FIG. 18 is a diagram illustrating load torque of a compressor, torque characteristics of a motor, and speed fluctuation.

[Explanation of symbols]

 DESCRIPTION OF SYMBOLS 1 Closed container 2 Motor part 2a Winding 2b Stator 2c Rotor 3 Compressor mechanical part 4 Drive shaft 5 Suction port 6 Discharge pipe 7 Terminal 8 Inertia 8a Inertia between motor part and compressor mechanical part 8b Compressor mechanical end side Inertia 8c Inertia at rotor end 9 Hole 10 Cylinder block 11 Compression chamber 12 Roller piston 13 Crank part 14 Discharge port 15 Guide groove 16 Vane 17 Spring

──────────────────────────────────────────────────の Continued on the front page (51) Int.Cl. ⁷ Identification symbol FI Theme court ゛ (Reference) // H02K 7/14 H02K 7/14 B (72) Inventor Hideo Hirano 1006 Kadoma, Kajima, Kadoma, Osaka Matsushita F term (reference) in Denki Sangyo Co., Ltd. 3H003 AA05 AB04 AC03 BB08 3H029 AA04 AA15 AB03 BB23 BB32 CC07 CC16 CC27 CC30 5H607 AA04 AA12 BB01 BB14 CC03 CC05 EE41 FF07

Claims (10)

[Claims] 1. A compressor having a motor, wherein a motor rotor, a compressor mechanism, and inertia are provided on the same drive shaft. 2. The motor compressor according to claim 1, wherein the inertia is arranged between the motor rotor and the compressor mechanism. 3. The motor compressor according to claim 1, wherein the inertia is disposed at an end of the drive shaft on the compressor mechanism side. 4. The motor compressor according to claim 1, wherein the inertia is disposed at an end of the drive shaft on the motor rotor side. 5. The motor compressor according to claim 1, wherein the inertia is disposed between the motor rotor and the compressor mechanism at at least two positions on the end of the drive shaft on the compressor mechanism side. 6. The motor compressor according to claim 1, wherein the inertia is disposed between the motor rotor and the compressor mechanism at at least two positions on the motor rotor side drive shaft end. 7. The apparatus according to claim 1, wherein the inertia is arranged between the motor rotor and the compressor mechanism, at least at three ends of the drive shaft end of the compressor mechanism side and the drive shaft end of the motor rotor side.
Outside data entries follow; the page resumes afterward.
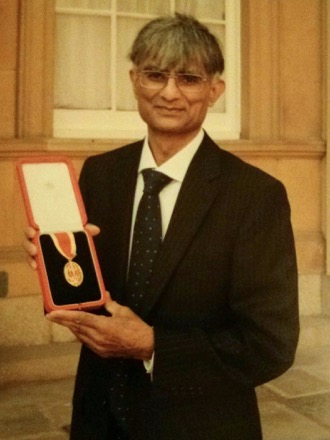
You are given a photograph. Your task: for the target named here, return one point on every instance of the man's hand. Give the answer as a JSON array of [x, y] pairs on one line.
[[31, 249], [123, 334]]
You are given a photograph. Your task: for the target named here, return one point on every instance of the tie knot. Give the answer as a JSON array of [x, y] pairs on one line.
[[154, 181]]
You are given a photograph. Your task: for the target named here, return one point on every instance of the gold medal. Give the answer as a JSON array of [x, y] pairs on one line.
[[65, 244], [73, 273]]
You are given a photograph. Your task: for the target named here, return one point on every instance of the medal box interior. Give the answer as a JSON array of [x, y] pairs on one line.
[[68, 268], [71, 281]]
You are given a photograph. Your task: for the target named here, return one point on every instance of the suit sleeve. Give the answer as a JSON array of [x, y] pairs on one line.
[[261, 341]]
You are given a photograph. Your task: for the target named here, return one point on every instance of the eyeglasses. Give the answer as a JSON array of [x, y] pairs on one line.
[[186, 82]]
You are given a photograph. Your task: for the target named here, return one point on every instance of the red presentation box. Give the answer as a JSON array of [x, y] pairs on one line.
[[68, 267]]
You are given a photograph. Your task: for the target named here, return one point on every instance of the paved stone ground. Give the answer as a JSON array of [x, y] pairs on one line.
[[293, 407]]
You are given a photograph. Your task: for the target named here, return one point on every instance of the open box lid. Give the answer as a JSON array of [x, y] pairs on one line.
[[51, 194]]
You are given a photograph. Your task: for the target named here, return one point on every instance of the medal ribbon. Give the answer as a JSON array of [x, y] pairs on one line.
[[65, 244]]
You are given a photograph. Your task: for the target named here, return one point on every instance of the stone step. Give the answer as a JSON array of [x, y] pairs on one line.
[[314, 331], [38, 362], [59, 360]]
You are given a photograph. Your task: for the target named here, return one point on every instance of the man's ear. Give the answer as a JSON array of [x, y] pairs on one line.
[[217, 89], [133, 76]]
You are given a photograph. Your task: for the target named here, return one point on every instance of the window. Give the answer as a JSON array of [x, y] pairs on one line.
[[93, 96]]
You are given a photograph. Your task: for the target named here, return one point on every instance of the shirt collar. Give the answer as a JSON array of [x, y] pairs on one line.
[[176, 167]]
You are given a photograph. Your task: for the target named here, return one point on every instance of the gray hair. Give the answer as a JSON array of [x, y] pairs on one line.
[[177, 41]]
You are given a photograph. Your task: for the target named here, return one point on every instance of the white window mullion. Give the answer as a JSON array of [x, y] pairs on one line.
[[113, 79]]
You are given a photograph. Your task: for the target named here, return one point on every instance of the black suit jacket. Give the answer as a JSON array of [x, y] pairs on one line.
[[222, 301]]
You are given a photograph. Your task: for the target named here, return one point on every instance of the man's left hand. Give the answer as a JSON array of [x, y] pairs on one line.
[[123, 334]]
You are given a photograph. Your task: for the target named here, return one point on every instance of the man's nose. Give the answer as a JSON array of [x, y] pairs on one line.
[[171, 89]]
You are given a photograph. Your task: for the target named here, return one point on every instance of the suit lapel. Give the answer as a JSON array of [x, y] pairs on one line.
[[123, 198], [199, 189]]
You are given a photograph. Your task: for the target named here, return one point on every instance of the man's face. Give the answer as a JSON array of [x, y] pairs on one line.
[[173, 110]]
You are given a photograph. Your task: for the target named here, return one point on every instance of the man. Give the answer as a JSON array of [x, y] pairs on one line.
[[218, 315]]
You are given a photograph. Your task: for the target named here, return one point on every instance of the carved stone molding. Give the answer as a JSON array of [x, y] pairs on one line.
[[35, 89]]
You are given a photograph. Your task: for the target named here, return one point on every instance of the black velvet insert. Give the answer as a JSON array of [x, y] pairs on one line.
[[61, 291]]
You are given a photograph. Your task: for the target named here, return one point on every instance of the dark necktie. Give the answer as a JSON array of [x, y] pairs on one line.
[[147, 236]]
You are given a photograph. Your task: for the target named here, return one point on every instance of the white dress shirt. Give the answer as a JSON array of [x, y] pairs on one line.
[[176, 168]]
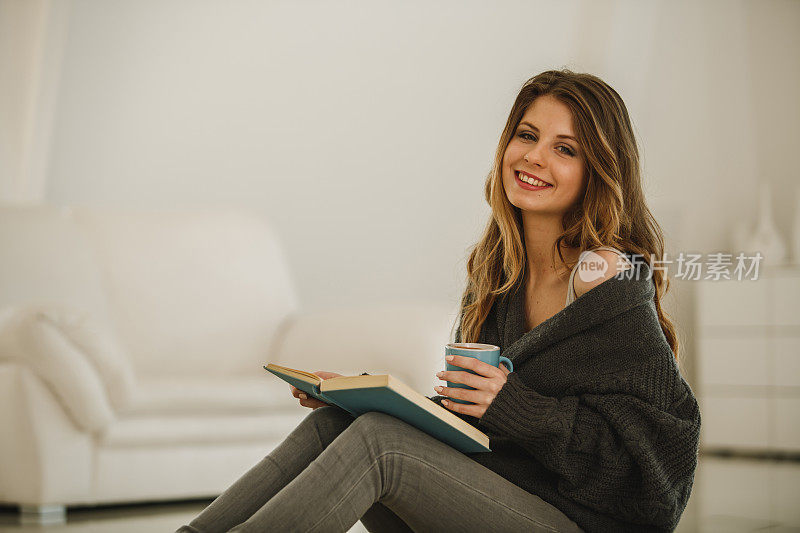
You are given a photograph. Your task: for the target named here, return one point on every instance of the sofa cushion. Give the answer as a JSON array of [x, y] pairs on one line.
[[158, 431], [192, 292], [188, 396]]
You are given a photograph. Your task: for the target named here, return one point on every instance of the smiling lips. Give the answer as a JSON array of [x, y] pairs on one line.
[[531, 179]]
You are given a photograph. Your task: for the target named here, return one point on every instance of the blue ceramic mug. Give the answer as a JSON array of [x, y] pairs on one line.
[[488, 353]]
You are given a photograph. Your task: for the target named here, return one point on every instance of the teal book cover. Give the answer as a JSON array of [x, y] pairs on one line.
[[387, 394]]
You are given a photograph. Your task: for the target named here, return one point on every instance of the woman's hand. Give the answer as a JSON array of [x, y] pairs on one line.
[[486, 385], [307, 401]]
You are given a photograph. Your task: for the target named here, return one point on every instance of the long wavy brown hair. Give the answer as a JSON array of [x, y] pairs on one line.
[[613, 211]]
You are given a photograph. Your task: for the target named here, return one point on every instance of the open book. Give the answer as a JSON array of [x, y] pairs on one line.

Item 2. The motor compressor according to Item 1. 8. The motor compressor according to claim 1, wherein the inertia shape as viewed from above the rotation shaft is point symmetric. 9. The motor compressor according to claim 1, wherein the inertia shape as viewed from above the rotating shaft is plane symmetric. 10. The motor compressor according to claim 1, wherein a hole is formed in the inertia.